Sculpture, 2020
Epoxy, Fiberglass, paint
Dimensions: variable
From the words of the art critic Gaute Brochmann:
“What is the first thing you think of when you hear the word “facade”?
I think something fishy is going on. That someone is trying to hide some dirty business. That some kind of cover-up is in play.
Etymologically speaking, this is of course completely wrong. The word ‘facade’ comes from the French façade which means front. In English, we find the same word in face. In architecture, the facade is simply the outside of a house. I would argue, however, that the word represents much more than brick and paint, and that a facade refers to the impression and effect of the surface of a house (or a human being) more than matter itself.
This is not just my personal experience, as this understanding of the word is heavily embedded in the Norwegian language. “Bak fasaden” (Behind the façade) does not refer to a look into a pleasant house but alludes something or someone who is less tidy than their appearance. While “Opprettholde fasaden” (Maintaining the façade) is not about keeping a wall standing but to give an impression of order and decency – even if the opposite is really the case.
In short, it says quite a lot about us humans that putting up a wall or a facial expression.
Automatically means trying to change the outside world’s perception of what is actually true. This slightly disturbing insight is the background for Juan Andrés Milane’s Benito work Potemkin Village.

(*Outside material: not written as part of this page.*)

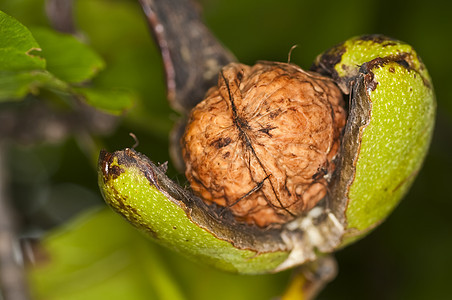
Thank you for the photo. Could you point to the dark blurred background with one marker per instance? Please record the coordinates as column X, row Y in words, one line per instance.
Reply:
column 407, row 257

Every day you walk through a city full of people and buildings that have chosen to appear in a certain way in order for you to have a certain opinion about them. Yet can we really trust in what they convey? Exactly what is “the truth” of a given appearance?
Milanes Benito will not answer these questions. But he wants you to take a closer look. And the strategy he uses is to duplicate a façade in Oslo, more specifically Norges Bank’s old building which now house the National Museum of Architecture.
Milanes Benito has laser scanned the wall and then reproduced it using a digital cutter before finalizing the objects by hand. When assembled, these false facade elements in 70% size are stacked outside the wall they are set to replicate.
Exactly what you experience when you see two classic columns, a pediment (gable) and masonry elements next to the original, neither I nor the artist knows. The house itself is built with inspiration from a Greek temple. It used to be a bank. As for now, it houses is now an institution for certified high culture.
Only in this background are there several layers of masking and self-representation.
If you as a casual passer-by do not know the history, however, I still think the work will have an immediate effect. That even a brief glance up from the phone will make the viewer experience how the usual notion of the city’s surface as a given truth, is knocked off course – if only for a moment.
Over the past decade, Juan Andrés Milanes Benito has built up a consistent series of works that examine the relationship between the appearance of objects and notions of reality.
With Potemkin Village, he moves out of the galleries and into the public space for the first time. A variant of the work has already been shown in the artist’s hometown of Havana in Cuba, and now it’s Oslo’s turn.”